For many Juneau hockey players, careers begin with the Dynamites (ages 3-5), an introduction into the correct lacing of skates, pants and putting gloves and skates on the correct appendages.
They then move through the ranks to Mites (5-8), Squirts (9-10), Peewees (11-12), Bantams (13-14), and Midgets (15-18). All five of the divisions are going to the state tournament this year.
JDIA coaching education program director Tom Ainsworth has been a driving force in the program for seven years. The Treadwell Arena opened in 2003. The youth hockey full season began in '04, and the younger Dynamites, or introductory program, kicked off in '05. Ainsworth said the younger children learn camaraderie, and how to play and associate with others through support from coaches, parents, and teammates. They learn basic skills such as stopping and positioning themselves. Heavily padded, they learn to be comfortable on the ice. They fall down, get up, and chase pucks and each other.
"Everybody walks off with a smile," Ainsworth said. "It is a great introduction to hockey."
While the younger Dynamites go through skills on half the rink, a ground-breaking program in its third year uses the other half. A girls' program recently launched in the JDIA. Half of the 30 girls on the ice started the program last year and half began this year. The group is a mixed skill level, which organizers say helps the girls become more involved in hockey.
JDIA board member and girls' coach Myiia Whistler, a former hockey player herself with a son currently playing high school hockey, said she joined the program because she wanted to give back to the community.

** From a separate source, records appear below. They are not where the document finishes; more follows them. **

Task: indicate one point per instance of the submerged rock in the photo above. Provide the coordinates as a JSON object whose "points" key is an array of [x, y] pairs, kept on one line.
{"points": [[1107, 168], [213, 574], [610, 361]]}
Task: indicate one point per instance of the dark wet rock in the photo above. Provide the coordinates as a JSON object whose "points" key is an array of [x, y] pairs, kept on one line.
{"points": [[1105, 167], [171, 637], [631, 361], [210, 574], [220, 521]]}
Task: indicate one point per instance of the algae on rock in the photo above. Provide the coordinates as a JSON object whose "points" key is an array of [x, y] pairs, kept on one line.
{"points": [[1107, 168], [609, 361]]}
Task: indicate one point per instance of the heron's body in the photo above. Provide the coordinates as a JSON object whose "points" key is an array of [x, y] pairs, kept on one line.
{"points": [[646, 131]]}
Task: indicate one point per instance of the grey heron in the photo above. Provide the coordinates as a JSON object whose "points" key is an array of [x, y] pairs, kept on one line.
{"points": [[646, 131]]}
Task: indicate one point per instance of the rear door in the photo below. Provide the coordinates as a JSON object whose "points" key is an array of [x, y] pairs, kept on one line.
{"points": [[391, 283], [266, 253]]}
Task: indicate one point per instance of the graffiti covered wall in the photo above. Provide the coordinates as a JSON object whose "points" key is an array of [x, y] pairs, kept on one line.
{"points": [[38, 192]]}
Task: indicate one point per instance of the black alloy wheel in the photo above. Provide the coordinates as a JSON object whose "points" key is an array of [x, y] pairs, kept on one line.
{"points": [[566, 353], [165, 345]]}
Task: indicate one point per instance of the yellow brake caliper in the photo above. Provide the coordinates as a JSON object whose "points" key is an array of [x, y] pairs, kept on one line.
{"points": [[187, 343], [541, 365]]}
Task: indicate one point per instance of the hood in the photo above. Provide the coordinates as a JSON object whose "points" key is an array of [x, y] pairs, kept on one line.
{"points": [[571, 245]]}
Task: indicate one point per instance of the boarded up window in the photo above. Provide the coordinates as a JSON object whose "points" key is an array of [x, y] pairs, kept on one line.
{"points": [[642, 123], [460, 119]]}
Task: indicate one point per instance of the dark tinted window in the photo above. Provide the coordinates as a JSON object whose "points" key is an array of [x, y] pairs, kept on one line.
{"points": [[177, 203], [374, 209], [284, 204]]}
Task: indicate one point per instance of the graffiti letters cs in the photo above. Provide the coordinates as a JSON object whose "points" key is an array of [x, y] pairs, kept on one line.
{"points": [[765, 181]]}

"We came up with the girls-only idea," Whistler said. "We want them to move on and continue to play but if this is all they do, than I am so happy to give them this opportunity."
Emily Keithahn and Sarah Quigley, both 13, said they love being with friends and learning hockey skills. When mixed with boys, they sometimes feel overwhelmed, but an all-girls atmosphere provides another level of support.
As the girls skated toward the center of the rink and back, a smaller figure, engulfed in Dynamites hockey gear slowly drifted toward them. Just 5 years old, with a hockey stick seemingly twice as long as she is, Anna Dale crouched into position.
"Sliding is the best part," Dale said. "I love to hockey slide."